Jongin doesn’t seem reassured, but he backs off, looking positively sick himself. Sehun clings to his arm, and Minseok lays a steady hand on his shoulder.

Chanyeol heard about Jongin’s plan to sacrifice himself, as Omega did before him. He hates it as much as anyone, but knows it’s not his decision to make.

“So what’s the plan?”

Chanyeol turns, sees Kyungsoo standing beside him, jaw set, eyes hard. He wishes Kyungsoo would smile, but understands that now isn’t the time for joy. “I’m going to repurpose the box we already have,” he says, picking it up, looking it over. “I’m assuming it’s made of a non-porous material, and it’s solid. And then I’m going to make a bigger box to seal it in after everything’s inside. That one will have to be airtight, but only for as long as it takes for me to stick it in a third box, which I’ll weld shut around all the edges.”

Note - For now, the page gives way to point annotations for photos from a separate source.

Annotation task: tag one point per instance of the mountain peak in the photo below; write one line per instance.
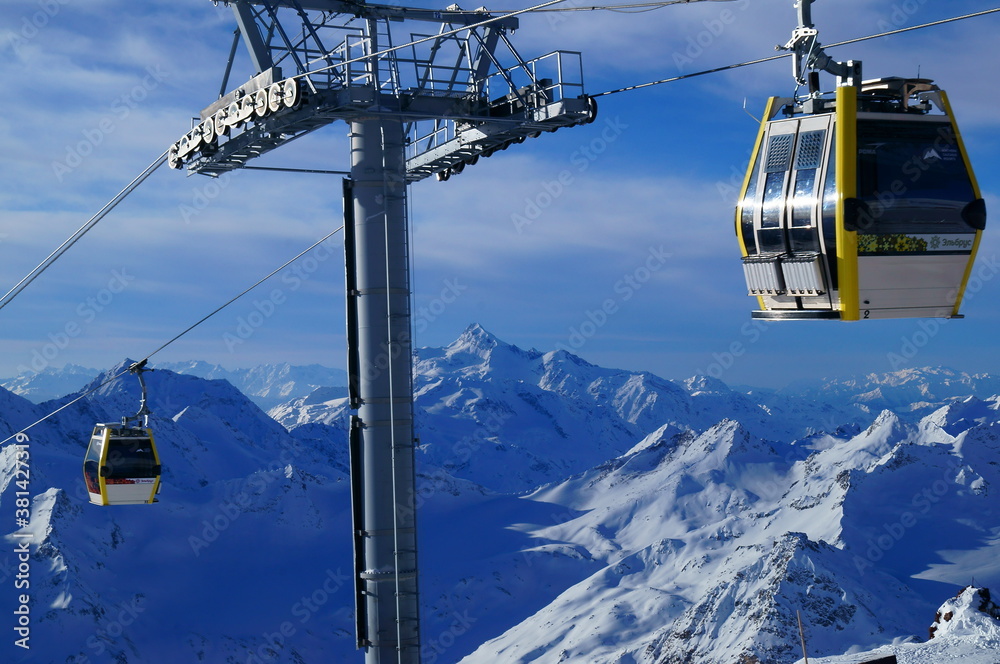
(479, 342)
(970, 613)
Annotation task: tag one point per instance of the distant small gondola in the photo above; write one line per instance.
(861, 204)
(122, 466)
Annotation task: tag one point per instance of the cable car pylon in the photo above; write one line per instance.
(433, 108)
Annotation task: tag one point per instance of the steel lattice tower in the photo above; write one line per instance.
(431, 108)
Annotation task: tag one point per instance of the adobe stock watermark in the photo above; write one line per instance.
(750, 333)
(303, 610)
(700, 42)
(293, 278)
(580, 160)
(921, 503)
(900, 15)
(432, 648)
(119, 110)
(624, 290)
(86, 313)
(232, 507)
(113, 626)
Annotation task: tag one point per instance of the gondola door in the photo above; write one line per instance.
(782, 217)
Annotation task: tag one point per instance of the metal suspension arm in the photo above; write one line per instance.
(808, 53)
(143, 414)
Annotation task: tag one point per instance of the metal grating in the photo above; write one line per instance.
(810, 150)
(763, 275)
(779, 153)
(803, 274)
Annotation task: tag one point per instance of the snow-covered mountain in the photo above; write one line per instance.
(267, 385)
(568, 513)
(49, 383)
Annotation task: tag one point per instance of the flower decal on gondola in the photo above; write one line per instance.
(892, 243)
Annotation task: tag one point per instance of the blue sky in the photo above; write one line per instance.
(630, 257)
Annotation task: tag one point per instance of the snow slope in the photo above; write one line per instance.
(567, 513)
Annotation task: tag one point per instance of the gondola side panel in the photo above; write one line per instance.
(746, 197)
(978, 193)
(847, 178)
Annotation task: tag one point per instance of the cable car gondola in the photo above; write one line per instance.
(122, 466)
(859, 206)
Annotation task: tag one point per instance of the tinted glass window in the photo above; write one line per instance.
(130, 457)
(774, 198)
(906, 161)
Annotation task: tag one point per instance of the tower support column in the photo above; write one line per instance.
(381, 369)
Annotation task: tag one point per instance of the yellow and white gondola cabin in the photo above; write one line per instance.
(862, 206)
(122, 466)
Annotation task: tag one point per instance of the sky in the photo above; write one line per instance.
(629, 258)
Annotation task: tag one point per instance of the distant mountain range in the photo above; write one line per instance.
(568, 513)
(267, 385)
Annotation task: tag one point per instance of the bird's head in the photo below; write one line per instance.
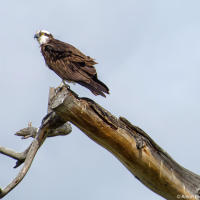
(43, 36)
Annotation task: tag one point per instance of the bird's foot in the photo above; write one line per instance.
(64, 84)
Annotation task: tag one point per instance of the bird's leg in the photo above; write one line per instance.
(64, 84)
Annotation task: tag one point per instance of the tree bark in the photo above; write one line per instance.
(133, 147)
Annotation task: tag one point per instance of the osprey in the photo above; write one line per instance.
(69, 63)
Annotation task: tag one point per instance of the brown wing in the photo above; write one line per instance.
(72, 65)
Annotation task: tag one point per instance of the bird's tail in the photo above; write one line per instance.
(96, 87)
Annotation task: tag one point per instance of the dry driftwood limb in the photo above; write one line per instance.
(52, 125)
(132, 146)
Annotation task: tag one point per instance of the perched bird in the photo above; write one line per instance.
(69, 63)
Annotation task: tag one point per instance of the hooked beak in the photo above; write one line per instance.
(36, 36)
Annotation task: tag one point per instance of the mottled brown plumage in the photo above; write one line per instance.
(70, 64)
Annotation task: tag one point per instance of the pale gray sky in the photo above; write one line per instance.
(148, 55)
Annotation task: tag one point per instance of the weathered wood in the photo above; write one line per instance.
(52, 125)
(132, 146)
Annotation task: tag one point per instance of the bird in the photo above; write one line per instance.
(69, 63)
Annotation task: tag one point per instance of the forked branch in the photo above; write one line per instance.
(132, 146)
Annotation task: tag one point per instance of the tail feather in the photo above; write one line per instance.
(96, 87)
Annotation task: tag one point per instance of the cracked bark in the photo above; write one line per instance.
(148, 162)
(131, 145)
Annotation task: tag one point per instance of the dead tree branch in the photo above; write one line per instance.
(149, 163)
(132, 146)
(52, 125)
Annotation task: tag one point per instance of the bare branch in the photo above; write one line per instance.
(132, 146)
(52, 125)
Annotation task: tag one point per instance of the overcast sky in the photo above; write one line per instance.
(148, 55)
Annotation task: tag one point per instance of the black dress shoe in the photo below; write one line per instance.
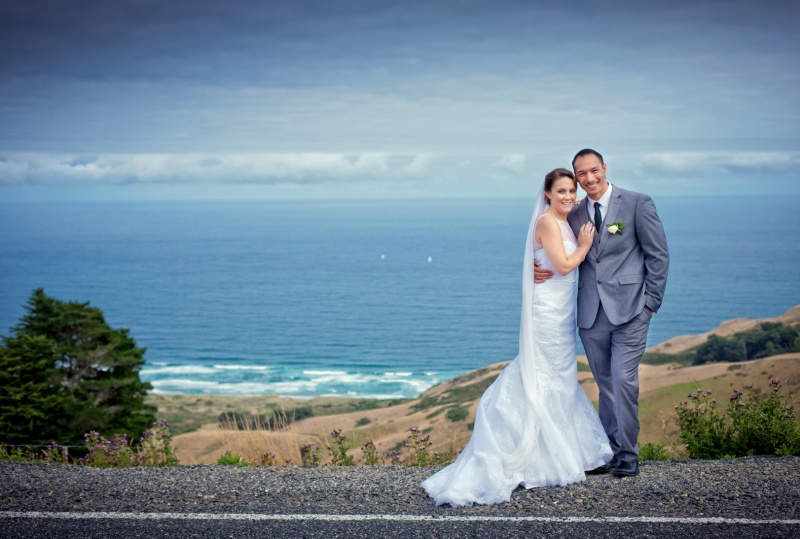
(626, 469)
(605, 468)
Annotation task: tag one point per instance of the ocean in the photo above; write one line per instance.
(360, 298)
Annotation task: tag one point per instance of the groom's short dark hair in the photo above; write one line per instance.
(587, 151)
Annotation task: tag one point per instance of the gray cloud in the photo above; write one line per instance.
(207, 90)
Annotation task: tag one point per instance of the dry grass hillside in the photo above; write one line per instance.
(446, 411)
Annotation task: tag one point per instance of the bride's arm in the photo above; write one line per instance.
(548, 234)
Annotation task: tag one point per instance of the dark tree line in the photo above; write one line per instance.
(64, 372)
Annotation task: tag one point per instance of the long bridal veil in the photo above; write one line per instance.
(527, 357)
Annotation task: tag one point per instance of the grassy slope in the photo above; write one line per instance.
(440, 410)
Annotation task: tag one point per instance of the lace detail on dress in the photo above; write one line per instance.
(568, 436)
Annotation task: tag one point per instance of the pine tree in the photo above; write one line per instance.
(97, 368)
(32, 400)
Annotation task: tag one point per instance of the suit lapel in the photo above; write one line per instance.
(611, 216)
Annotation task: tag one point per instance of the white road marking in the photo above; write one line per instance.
(114, 515)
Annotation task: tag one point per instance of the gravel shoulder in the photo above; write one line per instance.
(752, 487)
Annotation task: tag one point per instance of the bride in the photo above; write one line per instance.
(534, 425)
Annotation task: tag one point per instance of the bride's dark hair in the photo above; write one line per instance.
(552, 176)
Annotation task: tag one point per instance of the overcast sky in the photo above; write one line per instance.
(131, 99)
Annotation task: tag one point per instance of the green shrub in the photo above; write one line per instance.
(231, 459)
(653, 451)
(748, 426)
(457, 413)
(339, 456)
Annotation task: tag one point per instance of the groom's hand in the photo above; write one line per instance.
(540, 275)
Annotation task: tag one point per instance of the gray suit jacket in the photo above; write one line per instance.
(623, 271)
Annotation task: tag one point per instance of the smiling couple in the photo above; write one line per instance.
(534, 425)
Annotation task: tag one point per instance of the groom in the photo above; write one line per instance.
(620, 287)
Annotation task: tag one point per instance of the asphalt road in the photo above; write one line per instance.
(751, 497)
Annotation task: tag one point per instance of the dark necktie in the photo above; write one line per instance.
(598, 217)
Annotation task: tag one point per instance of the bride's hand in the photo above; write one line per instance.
(586, 236)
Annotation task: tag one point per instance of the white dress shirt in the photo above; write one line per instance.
(604, 201)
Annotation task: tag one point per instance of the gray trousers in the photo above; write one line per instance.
(614, 353)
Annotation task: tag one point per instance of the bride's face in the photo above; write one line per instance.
(562, 195)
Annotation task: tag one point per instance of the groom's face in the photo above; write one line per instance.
(591, 174)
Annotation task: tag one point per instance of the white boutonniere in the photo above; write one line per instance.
(616, 228)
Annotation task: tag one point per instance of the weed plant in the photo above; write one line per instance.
(341, 446)
(749, 425)
(232, 459)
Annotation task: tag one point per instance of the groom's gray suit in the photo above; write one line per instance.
(621, 275)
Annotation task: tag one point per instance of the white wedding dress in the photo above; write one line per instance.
(534, 425)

“Okay,” Kyungsoo says, like he always does when Chanyeol is explaining his work to him. Like he believes in Chanyeol’s capabilities completely. “What can I do to help?”

Chanyeol blinks at him, surprised. “What?”

“I want to help. I don’t know any of the technique, but I can hand you shit, and I can talk through things with you.” Kyungsoo looks up at him, face open, earnest.

“O...okay,” Chanyeol says. “Yeah. Thanks.”

Kyungsoo’s lips twitch up in a smile. “How long do you think this might take?”

Chanyeol sighs, runs a hand through his hair. “A couple hours? Usually I would take several days to design and then put together something like this, something finicky, that needs to be airtight but also able to open and close. But...I’ll try to go as fast as I can.”

“That’s fine, Chanyeol. Just do your best.” Kyungsoo reaches out, squeezes his wrist. The casual, comforting contact is still a shock to Chanyeol’s system. “Jongin, Minseok, you two rest up. Okay? I’m assuming you’ll need all the energy you can get.”

Jongin nods slowly. “Don’t know if I’ll be able to get much sleep…”

“Try,” Kyungsoo says. “Go home. We’ll come get you if and when anything happens. Sehun, do you want to go with them? Joonmyun and Yixing, too, if you guys want. You don’t really need to be here.”

Sehun and Joonmyun nod, but Yixing says, “I’d rather stay.” He glances at Baekhyun, who smiles weakly. Joonmyun clasps his hand tightly, then follows the younger boys as they slip back outside and head for Jongin’s home, Sehun clinging to Jongin’s hand. Luhan and Minseok exchange a look by the door, but in the end, Minseok looks away first, sliding out through the gap, following his partner back towards the community.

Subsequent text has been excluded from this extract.